Document or Iniciative

Communication from the Commission to the European Council and the European Parliament of 10 January 2007, “An energy policy for Europe” [COM(2007) 1 final – Not published in the Official Journal].


This Communication, a strategic review of the European energy situation, introduces a complete set of European Energy Policy measures (the ‘energy’ package).


The European Union (EU) faces serious energy challenges concerning sustainability and greenhouse gas emissions as well as security of supply, import dependence and the competitiveness and effective implementation of the internal energy market.

A European Energy Policy is acknowledged as the most effective response to these challenges, which are faced by all Member States.

The EU intends to lead a new industrial revolution and create a high efficiency energy economy with low CO2 emissions. To do so, it has set itself several important energy objectives.


An internal energy market has been developed on a Community level to ensure that consumers have the opportunity to choose a supplier, at a fair and competitive price. Nevertheless, as highlighted by the Communication on prospects for the internal energy market and the inquiry into competition in the gas and electricity sectors, there are obstacles which continue to prevent both the economy and European consumers from fully benefiting from the advantages of opening up the gas and electricity markets. Ensuring the effective implementation of the internal energy market thus remains crucial.

A competitive market

There must be a clearer separation between the management of gas and electricity networks and production or sales activities.

If a company controls the management of networks as well as production or sales, there is a serious risk of discrimination and abuse. A vertically integrated company has little interest in increasing the capacity of the network and thereby exposing itself to increased competition on the market and a consequent fall in prices.

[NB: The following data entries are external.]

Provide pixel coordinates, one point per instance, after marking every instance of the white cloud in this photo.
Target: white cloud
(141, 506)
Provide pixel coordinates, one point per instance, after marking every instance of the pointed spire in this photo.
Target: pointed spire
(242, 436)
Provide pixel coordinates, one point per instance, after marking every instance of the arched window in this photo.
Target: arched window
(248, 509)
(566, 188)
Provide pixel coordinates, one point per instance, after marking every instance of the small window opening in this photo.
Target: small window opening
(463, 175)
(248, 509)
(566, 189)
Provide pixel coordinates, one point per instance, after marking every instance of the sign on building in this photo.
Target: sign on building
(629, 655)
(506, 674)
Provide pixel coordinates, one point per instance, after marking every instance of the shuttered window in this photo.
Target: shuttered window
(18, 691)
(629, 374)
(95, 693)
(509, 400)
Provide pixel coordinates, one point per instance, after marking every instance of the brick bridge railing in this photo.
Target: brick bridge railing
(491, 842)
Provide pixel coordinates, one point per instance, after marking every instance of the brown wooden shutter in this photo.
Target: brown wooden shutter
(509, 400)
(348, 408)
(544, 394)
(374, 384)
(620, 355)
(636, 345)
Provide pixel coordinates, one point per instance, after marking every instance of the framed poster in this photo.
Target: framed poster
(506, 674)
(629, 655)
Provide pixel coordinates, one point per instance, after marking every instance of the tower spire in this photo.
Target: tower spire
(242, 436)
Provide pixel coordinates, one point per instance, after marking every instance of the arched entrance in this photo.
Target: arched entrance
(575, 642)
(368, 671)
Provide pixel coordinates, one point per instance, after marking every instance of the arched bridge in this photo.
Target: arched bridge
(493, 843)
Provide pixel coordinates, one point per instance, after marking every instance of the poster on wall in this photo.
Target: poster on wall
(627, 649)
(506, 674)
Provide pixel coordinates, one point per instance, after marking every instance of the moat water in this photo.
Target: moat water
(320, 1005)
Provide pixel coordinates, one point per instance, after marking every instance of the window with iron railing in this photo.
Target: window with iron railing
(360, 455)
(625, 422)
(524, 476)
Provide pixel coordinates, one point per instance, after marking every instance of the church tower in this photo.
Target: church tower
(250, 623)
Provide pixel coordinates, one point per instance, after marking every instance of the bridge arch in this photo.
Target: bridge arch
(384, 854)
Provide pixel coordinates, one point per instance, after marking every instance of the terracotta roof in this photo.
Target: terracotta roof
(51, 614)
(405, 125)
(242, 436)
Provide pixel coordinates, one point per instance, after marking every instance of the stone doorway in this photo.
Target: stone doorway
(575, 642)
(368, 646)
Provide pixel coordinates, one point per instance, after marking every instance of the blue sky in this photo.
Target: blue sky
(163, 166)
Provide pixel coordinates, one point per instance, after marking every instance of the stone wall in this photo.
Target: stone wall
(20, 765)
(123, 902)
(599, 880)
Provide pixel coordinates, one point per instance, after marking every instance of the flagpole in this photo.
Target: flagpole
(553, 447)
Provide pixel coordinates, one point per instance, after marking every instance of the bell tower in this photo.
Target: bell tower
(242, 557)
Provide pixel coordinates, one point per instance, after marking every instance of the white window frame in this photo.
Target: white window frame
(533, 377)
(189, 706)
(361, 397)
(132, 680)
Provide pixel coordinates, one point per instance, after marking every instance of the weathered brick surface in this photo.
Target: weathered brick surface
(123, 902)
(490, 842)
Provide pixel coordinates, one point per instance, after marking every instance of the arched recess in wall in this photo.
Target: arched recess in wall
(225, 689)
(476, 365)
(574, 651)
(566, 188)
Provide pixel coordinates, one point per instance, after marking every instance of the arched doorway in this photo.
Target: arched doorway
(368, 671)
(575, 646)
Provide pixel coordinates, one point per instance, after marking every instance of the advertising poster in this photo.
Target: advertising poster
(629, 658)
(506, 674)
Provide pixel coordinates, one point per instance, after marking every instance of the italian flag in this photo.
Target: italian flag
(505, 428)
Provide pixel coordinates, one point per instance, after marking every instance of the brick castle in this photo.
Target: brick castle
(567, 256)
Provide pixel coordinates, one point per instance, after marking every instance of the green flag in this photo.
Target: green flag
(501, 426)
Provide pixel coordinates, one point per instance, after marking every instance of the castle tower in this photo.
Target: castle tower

A separation between the management of networks and production or sales will encourage companies to invest more in networks, thereby promoting the entry onto the market of new arrivals and increasing security of supply.

This separation may either be achieved through the establishment of an Independent System Operator responsible for the maintenance, development and operation of the networks, which remain the property of the vertically integrated companies, or through full ownership unbundling.

An integrated and interconnected market

The internal energy market is essentially dependent on cross-border trade in energy. However, such trade is often difficult because of the disparity between national technical standards and differences in network capacity.

Effective regulation on a Community level is required. The competences and independence of energy regulators need to be harmonised, their collaboration must be reinforced and they must be obliged to take into account the Community objective of realising the internal energy market and defining regulatory and technical aspects and common security standards required for cross-border trade on a Community level.

With the goal of making the European energy network a reality, the Priority Interconnection Plan highlights the importance of financial and political support for implementing the infrastructures which have been identified as essential and of nominating European coordinators for monitoring the most problematic priority projects.

An energy public service

The EU is determined to persevere with its fight against energy poverty by developing an Energy Customers’ Charter. The charter will principally encourage the implementation of aid schemes for the most vulnerable citizens in the face of increasing energy prices and also the improvement of the level of information consumers receive concerning the different suppliers and supply options.


Minimising the EU’s vulnerability concerning imports, shortfalls in supply, possible energy crises and uncertainty with respect to future supply is a clear priority. This uncertainty is all the more problematic for Member States dependent on one single gas supplier.

The new energy policy emphasises the importance of measures which ensure solidarity between Member States and of the diversification of supply sources and transportation routes.

Measures supporting strategic oil stocks must be reinforced and the possibilities for improving the security of gas supply must be explored. Increased security of electricity supply, which remains crucial, must also be guaranteed.


Energy accounts for 80 % of all greenhouse gas emissions in the EU.

Determined to fight against climate change, the EU is committed to reducing its own emissions by at least 20 % by 2020. It also calls for the conclusion of an international agreement which will oblige developed countries to reduce their greenhouse gas emissions by 30 % by 2020. In the framework of this agreement, the EU would set itself a new objective of reducing its own emissions by 30 % compared with 1990 levels. These objectives are at the heart of the EU’s strategy for limiting climate change.

Of course, reducing greenhouse gas emissions involves using less energy and using more clean energy.

Energy efficiency

Reducing its energy consumption by 20 % by 2020 is the objective the EU has set itself in its Action Plan for Energy Efficiency (2007-2012).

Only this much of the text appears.